Health Information Management Research Center, Kashan University of Medical Sciences, Kashan, Iran.
Department of Health Information Management and Technology, Allied Medical Sciences Faculty, Kashan University of Medical Sciences, Kashan, Iran.
BMC Med Res Methodol. 2024 Feb 16;24(1):40. doi: 10.1186/s12874-024-02154-0.
Data mining has been used to help discover Frequent patterns in health data. it is widely used to diagnose and prevent various diseases and to obtain the causes and factors affecting diseases. Therefore, the aim of the present study is to discover frequent patterns in the data of the Kashan Trauma Registry based on a new method.
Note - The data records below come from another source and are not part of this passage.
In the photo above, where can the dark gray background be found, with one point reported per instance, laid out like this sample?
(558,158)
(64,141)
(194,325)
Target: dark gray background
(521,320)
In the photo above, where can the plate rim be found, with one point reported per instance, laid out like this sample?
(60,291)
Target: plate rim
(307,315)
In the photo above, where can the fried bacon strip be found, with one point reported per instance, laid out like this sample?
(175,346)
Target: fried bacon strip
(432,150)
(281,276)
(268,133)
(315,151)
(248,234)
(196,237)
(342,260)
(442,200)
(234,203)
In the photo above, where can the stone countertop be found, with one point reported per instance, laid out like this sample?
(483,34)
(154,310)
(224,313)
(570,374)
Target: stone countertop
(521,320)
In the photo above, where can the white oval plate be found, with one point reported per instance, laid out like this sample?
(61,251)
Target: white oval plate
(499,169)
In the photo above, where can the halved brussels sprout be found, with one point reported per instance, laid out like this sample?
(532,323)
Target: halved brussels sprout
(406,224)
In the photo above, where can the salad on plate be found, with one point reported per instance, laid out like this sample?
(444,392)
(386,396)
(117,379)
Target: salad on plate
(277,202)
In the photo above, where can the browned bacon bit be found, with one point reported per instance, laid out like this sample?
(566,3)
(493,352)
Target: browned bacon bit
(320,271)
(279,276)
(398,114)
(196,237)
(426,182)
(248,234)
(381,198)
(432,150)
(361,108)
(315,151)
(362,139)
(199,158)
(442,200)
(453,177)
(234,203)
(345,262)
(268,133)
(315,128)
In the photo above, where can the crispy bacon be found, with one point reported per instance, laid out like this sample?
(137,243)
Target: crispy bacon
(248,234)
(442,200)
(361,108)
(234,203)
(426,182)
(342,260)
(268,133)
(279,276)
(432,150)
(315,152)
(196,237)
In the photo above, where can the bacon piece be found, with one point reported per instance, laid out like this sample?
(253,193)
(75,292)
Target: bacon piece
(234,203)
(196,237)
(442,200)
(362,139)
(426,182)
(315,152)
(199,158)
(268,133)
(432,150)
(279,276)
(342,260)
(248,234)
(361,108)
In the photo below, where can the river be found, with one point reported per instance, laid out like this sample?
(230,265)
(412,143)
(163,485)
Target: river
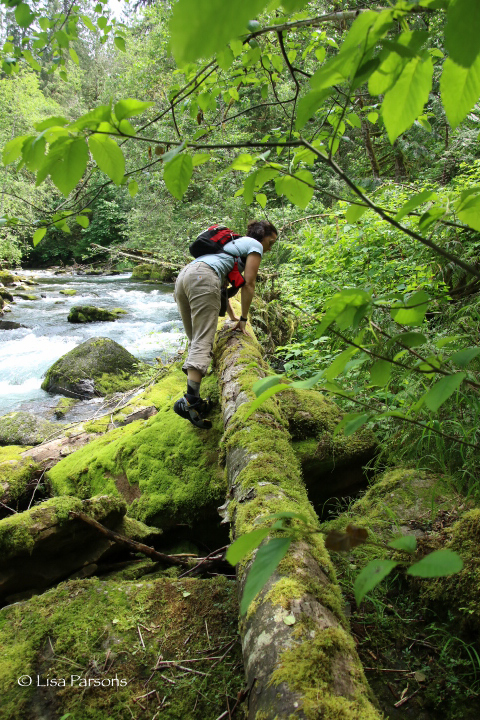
(152,328)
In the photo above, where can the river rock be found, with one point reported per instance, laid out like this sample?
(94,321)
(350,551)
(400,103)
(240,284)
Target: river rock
(49,545)
(26,296)
(5,294)
(24,428)
(18,477)
(9,325)
(90,313)
(7,278)
(95,368)
(154,273)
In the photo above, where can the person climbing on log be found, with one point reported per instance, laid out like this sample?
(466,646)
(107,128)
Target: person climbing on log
(198,292)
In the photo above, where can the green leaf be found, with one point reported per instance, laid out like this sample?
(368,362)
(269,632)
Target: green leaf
(293,5)
(23,15)
(130,107)
(437,564)
(83,221)
(380,373)
(243,162)
(177,175)
(39,235)
(408,543)
(266,562)
(74,56)
(108,156)
(248,187)
(13,149)
(199,27)
(442,390)
(468,210)
(413,313)
(308,106)
(88,23)
(355,212)
(414,202)
(295,188)
(133,188)
(354,120)
(338,365)
(462,38)
(245,544)
(67,164)
(225,59)
(50,122)
(31,60)
(463,357)
(120,43)
(200,158)
(411,339)
(371,575)
(405,100)
(460,89)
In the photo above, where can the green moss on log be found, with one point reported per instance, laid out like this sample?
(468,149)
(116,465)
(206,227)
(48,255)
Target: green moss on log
(167,468)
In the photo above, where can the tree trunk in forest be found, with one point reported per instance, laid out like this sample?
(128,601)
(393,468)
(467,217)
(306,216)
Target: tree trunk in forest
(309,669)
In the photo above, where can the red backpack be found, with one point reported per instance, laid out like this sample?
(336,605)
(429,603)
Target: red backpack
(211,242)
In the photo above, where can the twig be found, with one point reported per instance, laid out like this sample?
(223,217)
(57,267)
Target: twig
(405,699)
(130,544)
(35,489)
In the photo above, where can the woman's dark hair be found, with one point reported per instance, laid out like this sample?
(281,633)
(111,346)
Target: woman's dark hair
(258,229)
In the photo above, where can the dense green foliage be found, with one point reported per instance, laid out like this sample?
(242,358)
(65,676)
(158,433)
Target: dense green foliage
(354,130)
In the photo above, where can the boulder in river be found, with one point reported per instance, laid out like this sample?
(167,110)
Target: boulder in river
(7,278)
(97,367)
(17,476)
(9,325)
(154,273)
(90,313)
(68,291)
(25,296)
(5,294)
(24,428)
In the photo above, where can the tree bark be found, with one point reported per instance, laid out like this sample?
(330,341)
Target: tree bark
(309,669)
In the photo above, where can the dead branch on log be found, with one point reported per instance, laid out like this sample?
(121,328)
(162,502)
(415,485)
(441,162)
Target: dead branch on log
(131,544)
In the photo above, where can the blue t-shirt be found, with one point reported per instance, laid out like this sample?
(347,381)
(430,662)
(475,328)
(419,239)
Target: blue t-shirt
(223,262)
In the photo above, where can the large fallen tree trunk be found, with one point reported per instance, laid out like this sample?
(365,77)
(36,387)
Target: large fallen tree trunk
(308,669)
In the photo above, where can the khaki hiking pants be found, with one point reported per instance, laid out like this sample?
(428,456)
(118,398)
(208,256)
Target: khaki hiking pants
(197,294)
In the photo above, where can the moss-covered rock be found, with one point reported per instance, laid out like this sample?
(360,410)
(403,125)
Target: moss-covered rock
(5,294)
(98,366)
(332,465)
(24,428)
(16,474)
(63,406)
(90,313)
(7,278)
(49,545)
(166,468)
(154,273)
(104,639)
(68,291)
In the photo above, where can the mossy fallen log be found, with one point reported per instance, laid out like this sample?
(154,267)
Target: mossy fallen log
(309,669)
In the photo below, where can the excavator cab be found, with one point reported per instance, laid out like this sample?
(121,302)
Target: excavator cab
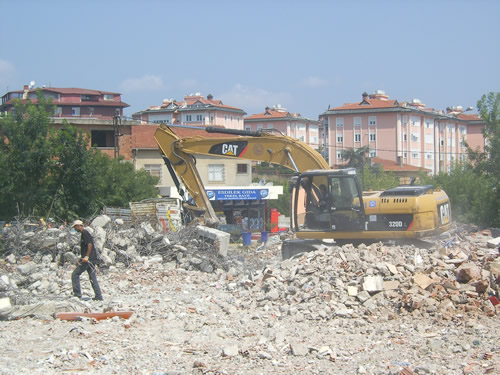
(327,201)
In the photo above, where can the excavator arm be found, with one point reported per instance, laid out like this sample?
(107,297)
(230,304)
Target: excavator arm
(258,146)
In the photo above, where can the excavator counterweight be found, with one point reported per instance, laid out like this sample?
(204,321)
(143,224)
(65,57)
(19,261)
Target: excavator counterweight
(326,203)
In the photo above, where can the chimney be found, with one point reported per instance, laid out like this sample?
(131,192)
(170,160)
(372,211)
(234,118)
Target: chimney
(379,94)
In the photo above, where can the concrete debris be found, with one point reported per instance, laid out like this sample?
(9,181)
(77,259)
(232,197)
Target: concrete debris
(375,308)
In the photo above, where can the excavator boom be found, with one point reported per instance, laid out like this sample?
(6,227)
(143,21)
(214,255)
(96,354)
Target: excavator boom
(327,203)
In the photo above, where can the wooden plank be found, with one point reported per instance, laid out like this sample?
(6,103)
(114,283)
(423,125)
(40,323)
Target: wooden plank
(97,316)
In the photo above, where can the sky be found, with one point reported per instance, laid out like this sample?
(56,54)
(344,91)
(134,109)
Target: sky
(304,55)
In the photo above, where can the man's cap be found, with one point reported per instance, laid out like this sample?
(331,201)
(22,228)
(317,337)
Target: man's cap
(77,222)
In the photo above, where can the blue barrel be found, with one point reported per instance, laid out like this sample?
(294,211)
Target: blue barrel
(264,236)
(247,238)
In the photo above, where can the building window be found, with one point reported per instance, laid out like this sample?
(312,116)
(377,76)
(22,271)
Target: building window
(102,138)
(415,121)
(242,168)
(216,172)
(154,170)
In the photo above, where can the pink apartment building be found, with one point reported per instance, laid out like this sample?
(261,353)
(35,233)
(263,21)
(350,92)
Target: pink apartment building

We utilized real data from the Kashan Trauma Registry. After pre-processing, frequent patterns and rules were extracted based on the classical Apriori algorithm and the new method. The new method based on the weight of variables and the harmonic mean was presented for the automatic calculation of minimum support with the Python.
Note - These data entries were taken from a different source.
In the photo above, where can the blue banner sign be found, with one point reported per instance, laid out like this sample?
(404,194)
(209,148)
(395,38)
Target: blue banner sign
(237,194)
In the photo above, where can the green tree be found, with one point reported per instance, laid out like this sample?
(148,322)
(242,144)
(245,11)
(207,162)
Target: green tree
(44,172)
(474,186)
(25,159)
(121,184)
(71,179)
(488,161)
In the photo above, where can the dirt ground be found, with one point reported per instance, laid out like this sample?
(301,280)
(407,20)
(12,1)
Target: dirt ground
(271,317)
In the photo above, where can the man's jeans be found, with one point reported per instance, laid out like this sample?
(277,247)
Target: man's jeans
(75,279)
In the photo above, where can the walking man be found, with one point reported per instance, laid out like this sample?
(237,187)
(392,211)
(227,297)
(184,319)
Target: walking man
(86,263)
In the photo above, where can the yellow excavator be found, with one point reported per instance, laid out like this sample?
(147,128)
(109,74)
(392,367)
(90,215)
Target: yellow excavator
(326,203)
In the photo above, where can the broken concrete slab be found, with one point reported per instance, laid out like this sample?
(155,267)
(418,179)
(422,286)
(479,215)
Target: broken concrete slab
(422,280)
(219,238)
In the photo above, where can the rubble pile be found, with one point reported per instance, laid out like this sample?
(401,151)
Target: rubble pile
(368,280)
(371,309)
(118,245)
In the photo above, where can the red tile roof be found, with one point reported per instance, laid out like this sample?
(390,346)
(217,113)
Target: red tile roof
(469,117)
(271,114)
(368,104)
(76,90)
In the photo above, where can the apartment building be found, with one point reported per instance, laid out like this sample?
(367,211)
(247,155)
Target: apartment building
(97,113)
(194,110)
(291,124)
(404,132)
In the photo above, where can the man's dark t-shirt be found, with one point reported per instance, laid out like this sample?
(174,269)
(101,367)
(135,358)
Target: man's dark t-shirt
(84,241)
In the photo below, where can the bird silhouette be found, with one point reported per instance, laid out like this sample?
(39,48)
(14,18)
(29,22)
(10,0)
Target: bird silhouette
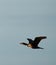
(34,43)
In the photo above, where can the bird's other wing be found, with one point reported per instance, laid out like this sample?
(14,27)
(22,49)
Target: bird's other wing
(38,39)
(30,40)
(24,43)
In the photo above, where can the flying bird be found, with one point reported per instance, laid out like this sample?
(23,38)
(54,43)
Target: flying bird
(34,43)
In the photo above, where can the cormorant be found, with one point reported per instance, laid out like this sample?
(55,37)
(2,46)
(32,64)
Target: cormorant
(34,43)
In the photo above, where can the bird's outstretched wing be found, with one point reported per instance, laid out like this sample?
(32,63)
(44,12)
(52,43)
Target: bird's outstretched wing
(24,43)
(30,40)
(38,39)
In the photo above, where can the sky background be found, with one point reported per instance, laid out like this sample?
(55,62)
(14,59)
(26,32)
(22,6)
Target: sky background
(22,19)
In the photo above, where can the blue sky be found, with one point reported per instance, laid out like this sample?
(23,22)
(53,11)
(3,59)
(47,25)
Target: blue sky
(22,19)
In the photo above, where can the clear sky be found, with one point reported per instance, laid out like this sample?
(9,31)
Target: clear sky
(22,19)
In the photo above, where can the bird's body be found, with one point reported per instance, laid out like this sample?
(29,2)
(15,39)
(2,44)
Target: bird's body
(34,43)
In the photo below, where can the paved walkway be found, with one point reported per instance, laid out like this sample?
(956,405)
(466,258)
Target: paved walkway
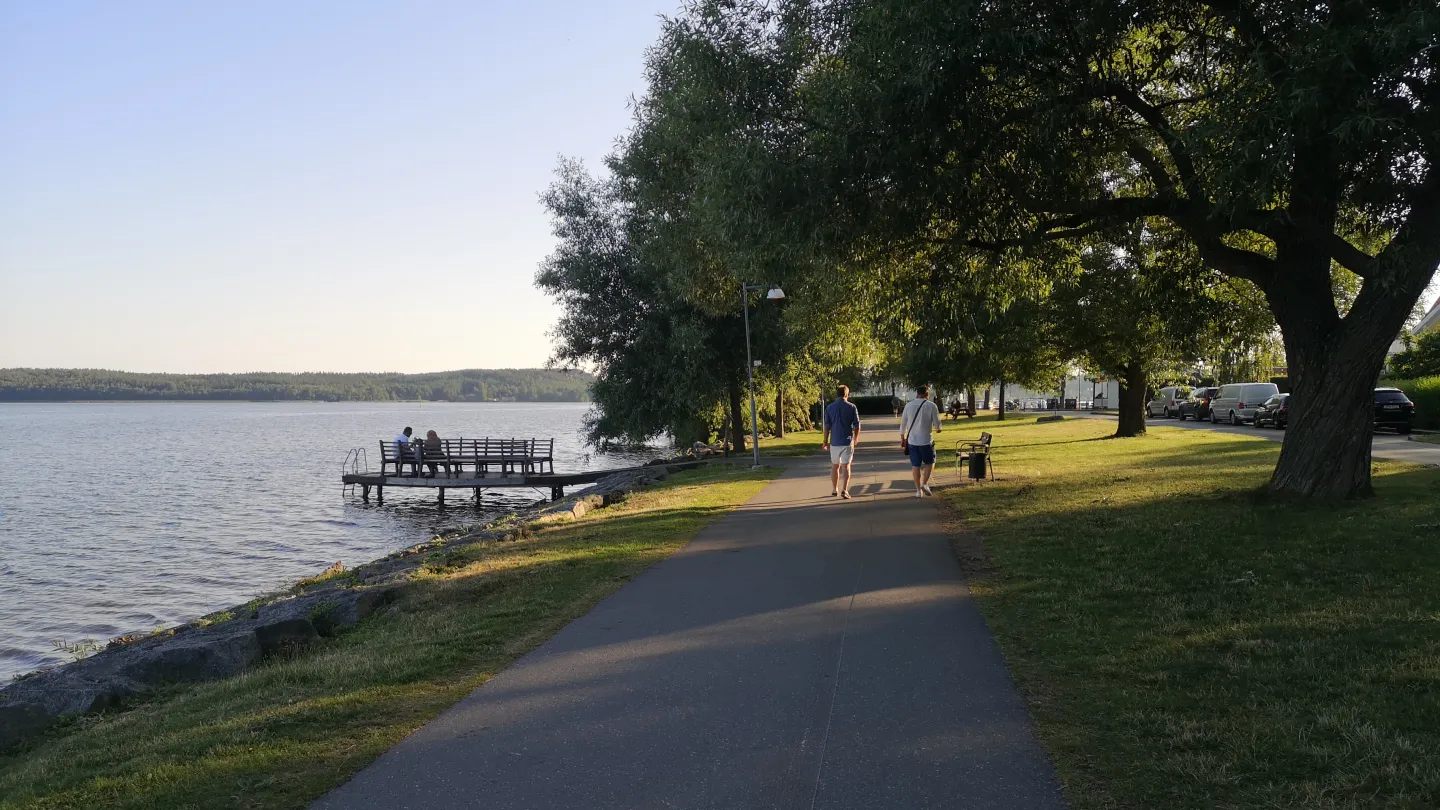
(1383,444)
(801,653)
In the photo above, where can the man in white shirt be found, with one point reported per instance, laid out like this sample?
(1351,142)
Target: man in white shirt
(919,418)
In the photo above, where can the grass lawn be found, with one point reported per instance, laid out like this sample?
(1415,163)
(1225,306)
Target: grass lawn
(1187,642)
(794,444)
(293,728)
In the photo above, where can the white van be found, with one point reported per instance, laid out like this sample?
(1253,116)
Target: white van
(1167,402)
(1237,402)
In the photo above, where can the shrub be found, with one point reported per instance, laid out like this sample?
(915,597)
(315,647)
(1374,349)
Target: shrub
(1426,395)
(1420,358)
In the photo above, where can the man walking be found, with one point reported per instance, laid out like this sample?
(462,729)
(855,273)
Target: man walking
(920,415)
(840,437)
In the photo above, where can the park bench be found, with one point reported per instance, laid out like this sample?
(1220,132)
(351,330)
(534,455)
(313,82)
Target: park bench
(526,456)
(964,450)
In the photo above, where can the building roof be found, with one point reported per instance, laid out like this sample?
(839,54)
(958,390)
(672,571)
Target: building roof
(1432,319)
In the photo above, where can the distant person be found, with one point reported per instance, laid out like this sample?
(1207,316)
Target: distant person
(403,447)
(432,450)
(919,418)
(840,437)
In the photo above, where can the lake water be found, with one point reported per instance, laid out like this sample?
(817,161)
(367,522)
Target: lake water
(117,518)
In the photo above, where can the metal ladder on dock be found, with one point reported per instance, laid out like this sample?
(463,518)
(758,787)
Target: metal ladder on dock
(356,463)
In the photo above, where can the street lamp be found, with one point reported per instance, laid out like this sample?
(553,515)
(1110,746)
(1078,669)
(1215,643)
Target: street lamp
(774,294)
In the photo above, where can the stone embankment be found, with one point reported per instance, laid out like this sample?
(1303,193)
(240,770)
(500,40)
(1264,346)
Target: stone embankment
(229,642)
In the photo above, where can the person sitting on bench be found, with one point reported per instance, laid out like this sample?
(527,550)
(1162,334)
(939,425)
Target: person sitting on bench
(432,450)
(403,450)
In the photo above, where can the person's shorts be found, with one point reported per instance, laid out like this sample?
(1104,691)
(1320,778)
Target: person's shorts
(922,454)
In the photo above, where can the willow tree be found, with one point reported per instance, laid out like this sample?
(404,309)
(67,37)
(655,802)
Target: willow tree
(1285,140)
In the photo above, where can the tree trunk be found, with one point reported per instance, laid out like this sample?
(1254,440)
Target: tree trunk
(736,415)
(1334,365)
(1132,401)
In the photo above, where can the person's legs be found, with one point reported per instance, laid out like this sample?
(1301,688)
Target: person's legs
(926,467)
(916,461)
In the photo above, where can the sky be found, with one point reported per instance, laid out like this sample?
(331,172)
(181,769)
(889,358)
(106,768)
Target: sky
(295,186)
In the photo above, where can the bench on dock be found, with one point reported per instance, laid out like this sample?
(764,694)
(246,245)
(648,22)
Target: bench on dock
(526,456)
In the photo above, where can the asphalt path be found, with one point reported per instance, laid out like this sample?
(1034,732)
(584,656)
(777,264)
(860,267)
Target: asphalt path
(1384,444)
(804,652)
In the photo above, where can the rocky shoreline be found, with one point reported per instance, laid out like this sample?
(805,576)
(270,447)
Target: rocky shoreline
(228,642)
The results showed that the minimum support generation based on the weighting features is done dynamically and level by level, while in the classic Apriori algorithm considering that only one value is considered for the minimum support manually by the user. Also, the performance of the new method was better compared to the classical Apriori method based on the amount of memory consumption, execution time, the number of frequent patterns found and the generated rules.
This study found that manually determining the minimal support increases execution time and memory usage, which is not cost-effective, especially when the user does not know the dataset's content. In trauma registries and massive healthcare datasets, its ability to uncover common item groups and association rules provides valuable insights. Also, based on the patterns produced in the trauma data, the care of the elderly by their families, education to the general public about encountering patients who have an accident and how to transport them to the hospital, education to motorcyclists to observe safety points in Recommended when using a motorcycle.
数据挖掘已被用于帮助发现健康数据中的频繁模式。它被广泛用于诊断和预防各种疾病,并获取影响疾病的原因和因素。因此,本研究的目的是基于一种新方法发现 Kashan 创伤登记处数据中的频繁模式。
我们利用了 Kashan 创伤登记处的真实数据。在预处理之后,基于经典的 Apriori 算法和新方法提取了频繁模式和规则。新方法基于变量的权重和调和平均值,使用 Python 自动计算最小支持。
结果表明,基于加权特征的最小支持生成是动态和分层进行的,而在经典 Apriori 算法中,最小支持是由用户手动考虑一个值。此外,新方法的性能优于经典 Apriori 方法,在内存消耗、执行时间、发现的频繁模式数量和生成的规则数量方面表现更好。
本研究发现,手动确定最小支持会增加执行时间和内存使用,这不具有成本效益,尤其是当用户不了解数据集的内容时。在创伤登记处和大规模医疗保健数据集中,它揭示常见项目组和关联规则的能力提供了有价值的见解。此外,基于创伤数据中产生的模式,可以为老年人提供家庭护理,向公众提供关于遇到事故患者以及如何将他们送往医院的教育,向骑摩托车者提供有关在推荐时观察摩托车安全要点的教育。